Sweet (Alpine) Strawberry

Sweet (Alpine) Strawberry

Regular strawberries are nice, but sadly we neither eat enough of it, nor have the patience to really protect it from all the creatures that want to devour it. The fruit sizes are varied, some years giving large ones, other years giving rise to strangely shaped and stumpy ones. The only person in our family who is excited to see strawberries regardless of how useful it actually is, is our almost-4 daughter who is delighted when she finds one ready for picking.

That’s not to say I don’t have any regular strawberries on the property–I do, but I don’t protect them nor really pay much attention to them. They’re the leftovers from past years when I thought we’d really get a good crop of it going and I don’t have the heart to kill them. They’re not suitable to my food forest style gardening, where vigor and utility reigns supreme.

Now, the alpine strawberries (Fragraria vesca), of which I have both red and white varieties of–these are the strawberries I can get behind. They are small, maximum size reaching the fingertip joint of my thumb, but they are a burst of flavor in tiny packaging. Very sweet, and very fragrant–when you bite into one, you go, “this. this is the flavor of strawberries.”

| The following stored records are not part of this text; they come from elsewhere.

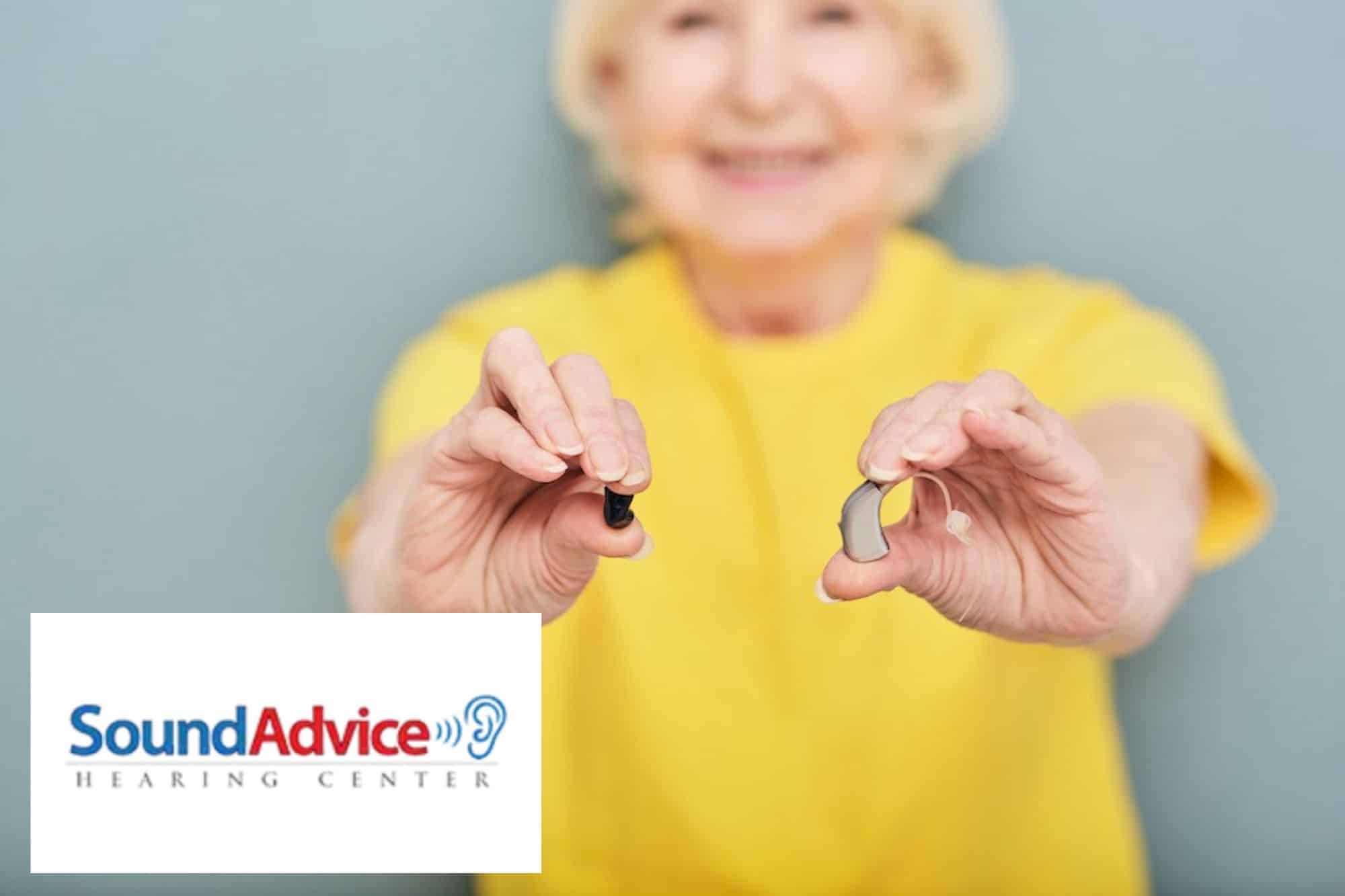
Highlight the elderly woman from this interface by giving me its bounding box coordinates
[332,0,1274,893]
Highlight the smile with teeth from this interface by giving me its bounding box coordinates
[705,149,827,180]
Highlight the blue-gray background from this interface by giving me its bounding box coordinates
[0,0,1345,893]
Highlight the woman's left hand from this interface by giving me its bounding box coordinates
[818,370,1135,645]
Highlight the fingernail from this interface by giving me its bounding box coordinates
[628,533,654,560]
[865,464,898,482]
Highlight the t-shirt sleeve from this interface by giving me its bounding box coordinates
[1029,284,1276,572]
[327,316,484,568]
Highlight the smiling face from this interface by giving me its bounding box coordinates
[600,0,939,254]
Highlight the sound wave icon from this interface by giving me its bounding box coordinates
[434,716,463,747]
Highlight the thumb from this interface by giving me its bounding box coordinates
[818,516,966,602]
[541,486,654,596]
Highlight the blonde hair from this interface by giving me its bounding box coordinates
[551,0,1011,242]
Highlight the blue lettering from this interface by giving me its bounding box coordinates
[70,704,102,756]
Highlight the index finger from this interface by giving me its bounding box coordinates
[476,327,584,456]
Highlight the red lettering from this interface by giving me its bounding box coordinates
[371,719,397,756]
[397,719,429,756]
[327,721,359,756]
[289,706,323,756]
[247,706,289,756]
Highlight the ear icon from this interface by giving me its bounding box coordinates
[463,694,506,759]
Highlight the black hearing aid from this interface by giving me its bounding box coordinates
[603,486,635,529]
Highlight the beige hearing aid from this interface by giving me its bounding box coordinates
[839,473,971,564]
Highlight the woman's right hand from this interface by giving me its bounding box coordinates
[350,327,652,624]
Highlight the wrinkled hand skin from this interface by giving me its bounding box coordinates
[398,446,613,623]
[344,328,652,624]
[822,371,1134,645]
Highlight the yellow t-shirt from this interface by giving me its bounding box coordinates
[332,227,1275,895]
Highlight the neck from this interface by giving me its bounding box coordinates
[674,223,886,336]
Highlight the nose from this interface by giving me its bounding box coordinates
[730,9,794,118]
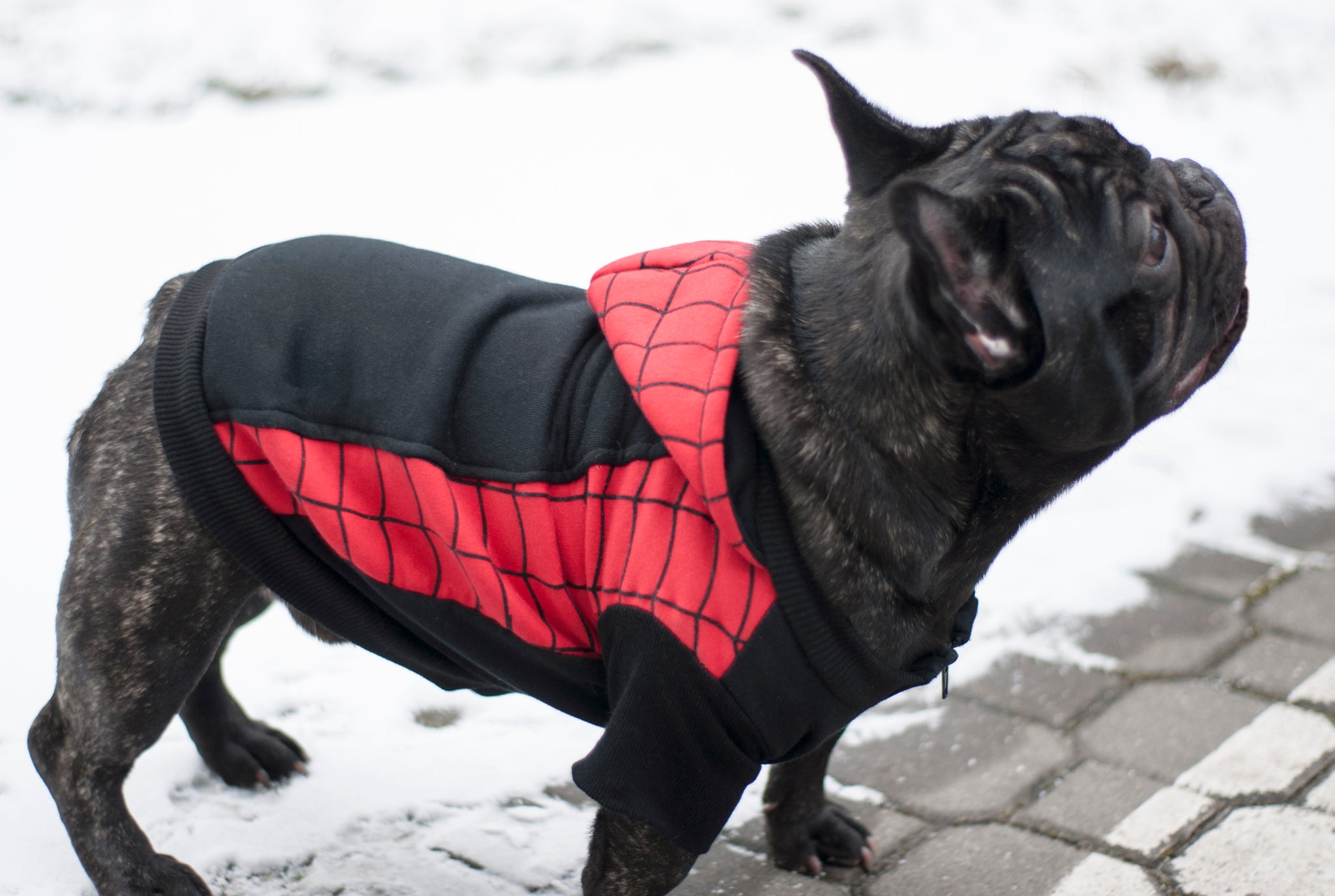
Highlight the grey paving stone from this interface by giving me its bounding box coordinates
[1144,547,1270,601]
[1218,631,1335,700]
[830,704,1074,820]
[1252,569,1335,644]
[1169,805,1335,896]
[1252,508,1335,553]
[960,656,1121,728]
[671,840,847,896]
[1078,681,1270,783]
[1080,589,1247,674]
[866,824,1088,896]
[1014,760,1163,840]
[725,800,926,876]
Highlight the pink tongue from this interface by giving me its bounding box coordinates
[1168,354,1209,406]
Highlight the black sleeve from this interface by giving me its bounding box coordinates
[573,607,763,853]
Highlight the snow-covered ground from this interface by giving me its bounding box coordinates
[0,0,1335,896]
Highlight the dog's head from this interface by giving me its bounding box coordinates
[797,51,1247,454]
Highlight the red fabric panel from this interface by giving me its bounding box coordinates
[589,242,756,564]
[207,243,774,676]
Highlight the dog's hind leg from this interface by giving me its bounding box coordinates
[180,589,307,787]
[28,280,256,896]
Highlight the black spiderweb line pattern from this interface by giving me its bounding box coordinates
[218,241,773,676]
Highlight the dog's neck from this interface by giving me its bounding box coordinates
[741,224,1102,663]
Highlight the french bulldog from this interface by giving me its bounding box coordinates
[29,51,1247,896]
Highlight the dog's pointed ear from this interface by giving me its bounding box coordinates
[890,182,1042,382]
[793,50,953,196]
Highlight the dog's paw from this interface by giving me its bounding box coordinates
[196,718,307,787]
[119,852,211,896]
[767,803,875,874]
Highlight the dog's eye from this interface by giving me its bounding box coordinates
[1140,218,1168,267]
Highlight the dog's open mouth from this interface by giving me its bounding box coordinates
[1168,286,1247,407]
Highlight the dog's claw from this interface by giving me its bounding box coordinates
[765,803,875,876]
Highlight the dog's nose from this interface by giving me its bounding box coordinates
[1168,159,1231,209]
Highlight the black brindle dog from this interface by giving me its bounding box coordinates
[29,52,1247,896]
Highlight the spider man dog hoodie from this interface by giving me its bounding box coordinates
[154,237,977,853]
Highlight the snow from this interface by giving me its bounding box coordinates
[0,0,1335,896]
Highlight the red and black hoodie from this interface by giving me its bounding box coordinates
[154,237,976,852]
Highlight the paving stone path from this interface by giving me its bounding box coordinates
[678,510,1335,896]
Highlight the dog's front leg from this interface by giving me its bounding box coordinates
[765,730,874,874]
[583,809,696,896]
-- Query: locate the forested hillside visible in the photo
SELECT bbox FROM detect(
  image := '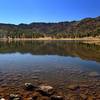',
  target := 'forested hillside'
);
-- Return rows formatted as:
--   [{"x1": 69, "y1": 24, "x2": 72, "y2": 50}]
[{"x1": 0, "y1": 16, "x2": 100, "y2": 38}]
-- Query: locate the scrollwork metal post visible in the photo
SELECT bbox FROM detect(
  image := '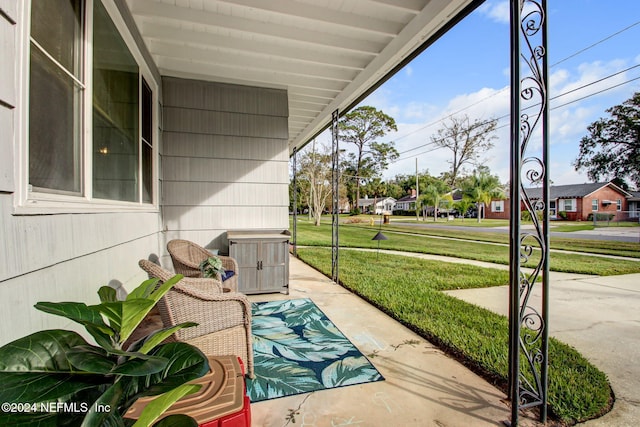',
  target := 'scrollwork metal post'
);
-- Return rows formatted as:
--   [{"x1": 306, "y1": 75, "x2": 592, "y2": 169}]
[
  {"x1": 509, "y1": 0, "x2": 549, "y2": 426},
  {"x1": 291, "y1": 147, "x2": 298, "y2": 258},
  {"x1": 331, "y1": 110, "x2": 340, "y2": 283}
]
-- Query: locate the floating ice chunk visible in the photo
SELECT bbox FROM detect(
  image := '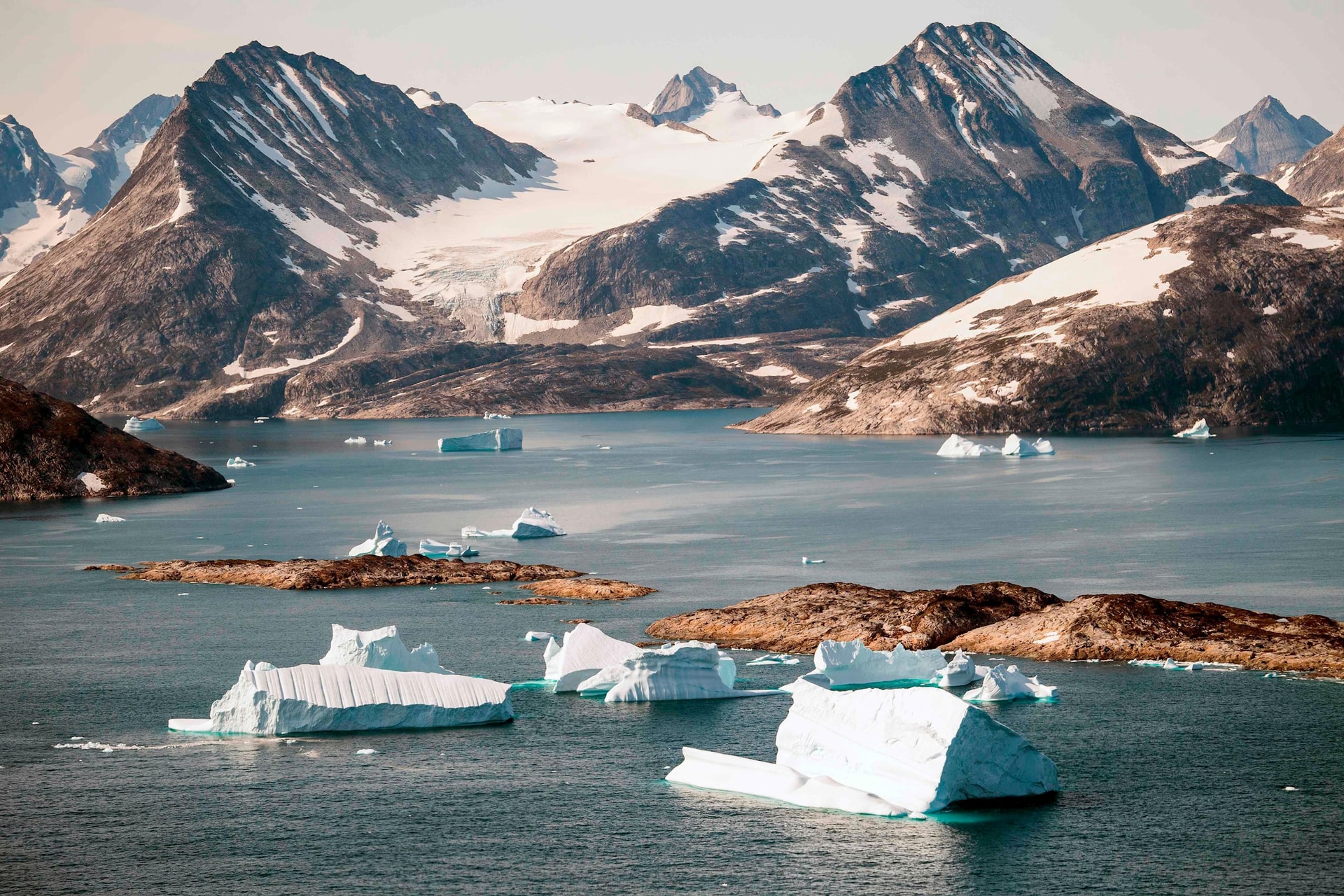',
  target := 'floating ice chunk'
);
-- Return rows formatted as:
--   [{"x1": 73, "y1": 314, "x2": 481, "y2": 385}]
[
  {"x1": 815, "y1": 640, "x2": 948, "y2": 685},
  {"x1": 317, "y1": 622, "x2": 450, "y2": 674},
  {"x1": 938, "y1": 435, "x2": 999, "y2": 456},
  {"x1": 546, "y1": 622, "x2": 643, "y2": 693},
  {"x1": 168, "y1": 662, "x2": 513, "y2": 735},
  {"x1": 961, "y1": 662, "x2": 1058, "y2": 703},
  {"x1": 438, "y1": 428, "x2": 523, "y2": 451},
  {"x1": 776, "y1": 678, "x2": 1059, "y2": 811},
  {"x1": 666, "y1": 747, "x2": 910, "y2": 817},
  {"x1": 929, "y1": 650, "x2": 989, "y2": 688},
  {"x1": 1175, "y1": 418, "x2": 1218, "y2": 440},
  {"x1": 349, "y1": 520, "x2": 406, "y2": 557},
  {"x1": 1001, "y1": 433, "x2": 1055, "y2": 456}
]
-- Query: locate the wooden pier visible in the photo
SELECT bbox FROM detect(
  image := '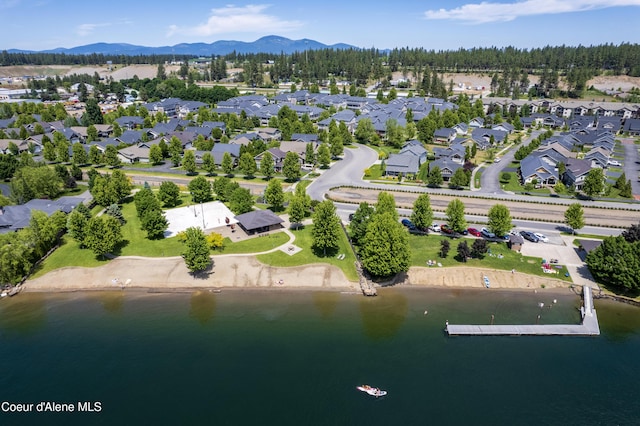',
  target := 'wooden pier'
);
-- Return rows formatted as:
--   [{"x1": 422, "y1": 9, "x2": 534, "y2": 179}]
[{"x1": 445, "y1": 286, "x2": 600, "y2": 336}]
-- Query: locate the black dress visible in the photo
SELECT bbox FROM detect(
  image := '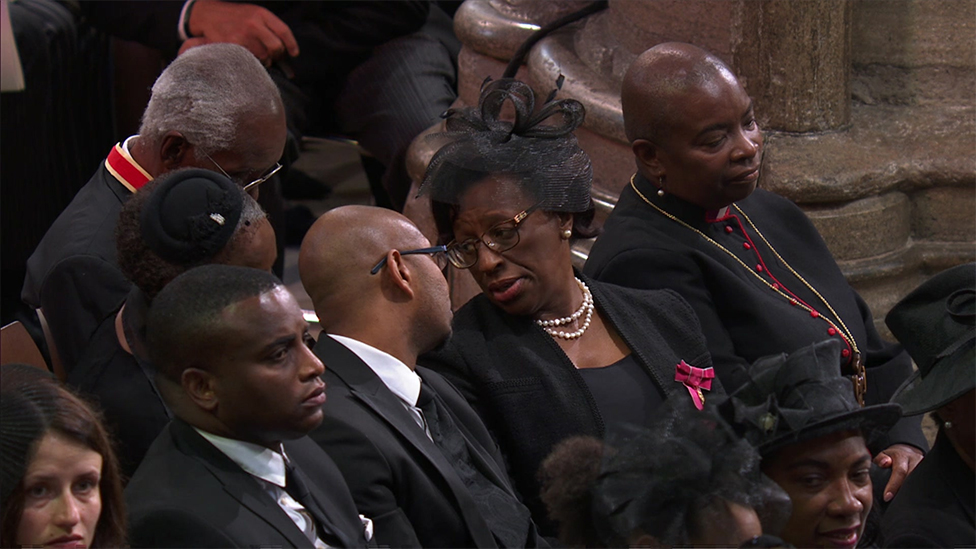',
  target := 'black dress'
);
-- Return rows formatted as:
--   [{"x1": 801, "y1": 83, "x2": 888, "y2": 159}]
[{"x1": 418, "y1": 275, "x2": 724, "y2": 536}]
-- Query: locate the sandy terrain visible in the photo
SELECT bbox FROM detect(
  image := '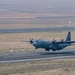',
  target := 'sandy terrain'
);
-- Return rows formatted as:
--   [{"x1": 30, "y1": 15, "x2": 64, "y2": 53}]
[{"x1": 0, "y1": 58, "x2": 75, "y2": 75}]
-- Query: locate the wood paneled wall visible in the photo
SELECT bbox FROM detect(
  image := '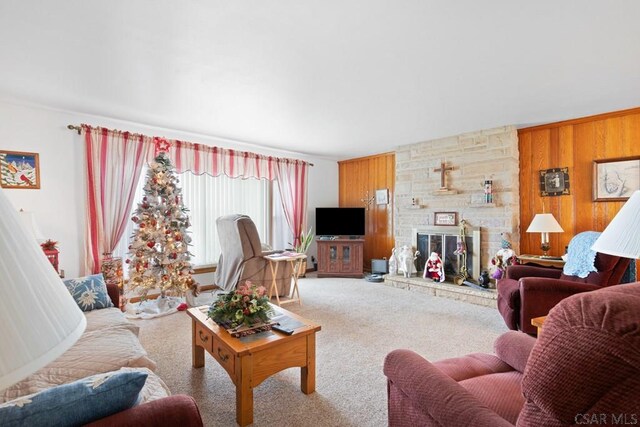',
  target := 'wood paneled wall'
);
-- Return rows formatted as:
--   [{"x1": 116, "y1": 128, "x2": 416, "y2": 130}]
[
  {"x1": 338, "y1": 153, "x2": 396, "y2": 271},
  {"x1": 518, "y1": 108, "x2": 640, "y2": 256}
]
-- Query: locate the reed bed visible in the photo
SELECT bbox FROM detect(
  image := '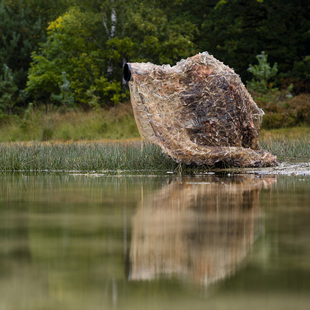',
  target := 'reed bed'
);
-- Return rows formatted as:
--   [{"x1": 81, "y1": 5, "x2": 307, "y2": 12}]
[
  {"x1": 0, "y1": 134, "x2": 310, "y2": 173},
  {"x1": 0, "y1": 141, "x2": 177, "y2": 172}
]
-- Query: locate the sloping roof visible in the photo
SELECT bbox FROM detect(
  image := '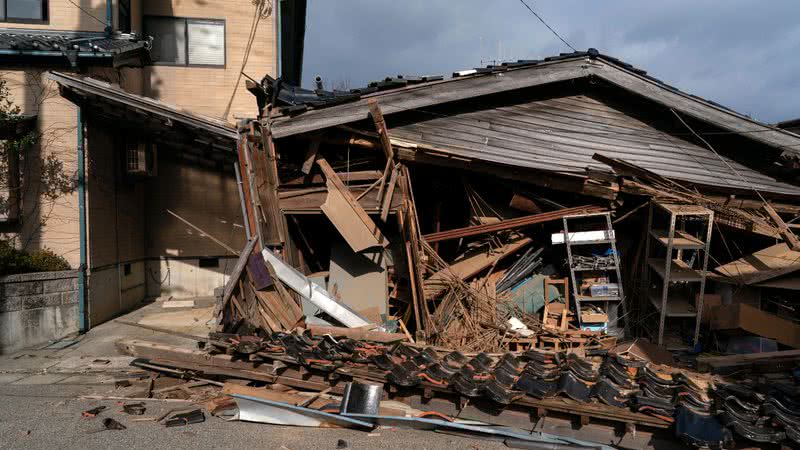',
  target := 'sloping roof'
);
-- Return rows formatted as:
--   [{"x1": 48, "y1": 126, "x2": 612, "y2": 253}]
[
  {"x1": 0, "y1": 28, "x2": 150, "y2": 66},
  {"x1": 272, "y1": 49, "x2": 800, "y2": 159},
  {"x1": 49, "y1": 72, "x2": 238, "y2": 143},
  {"x1": 388, "y1": 94, "x2": 800, "y2": 196}
]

They are also vigorous, sending runners every which way, forming a dense groundcover even on poor soil. They don’t compete as well, but it doesn’t matter if you have them in an area where not much else will grow. The foliage and flowers are attractive, thriving even in full shade (as I have a large patch under an awning on the north side of the house, where everything else has died due to a lack of sun.)

They seem to be drought resistant, although they obviously do better with more water. I suppose my only issue with them is their lack of sizeable fruits, which makes them only good for munching in the garden while we work. But they propagate easily, and from an original three plants, I have now hundreds. They are obviously winter hardy, surviving just fine here in NY.

There are both white and red varieties, which the only difference is honestly whether or not birds bother it. Ants love the ones they can reach, while slugs in general seem to leave it alone (although I suppose I wouldn’t know, considering a large slug could make short work of one in a matter of a few minutes.)

One thing to be aware of is that they won’t put their energy into fruits if they’re constantly sending runners around (which they seem to love to do), so if you want them to give more and larger fruit, you should nip the runners. Of course, if you’re like me, enjoying the fact that they’re overtaking an area where nothing else will grow, you might just leave them to run how they may.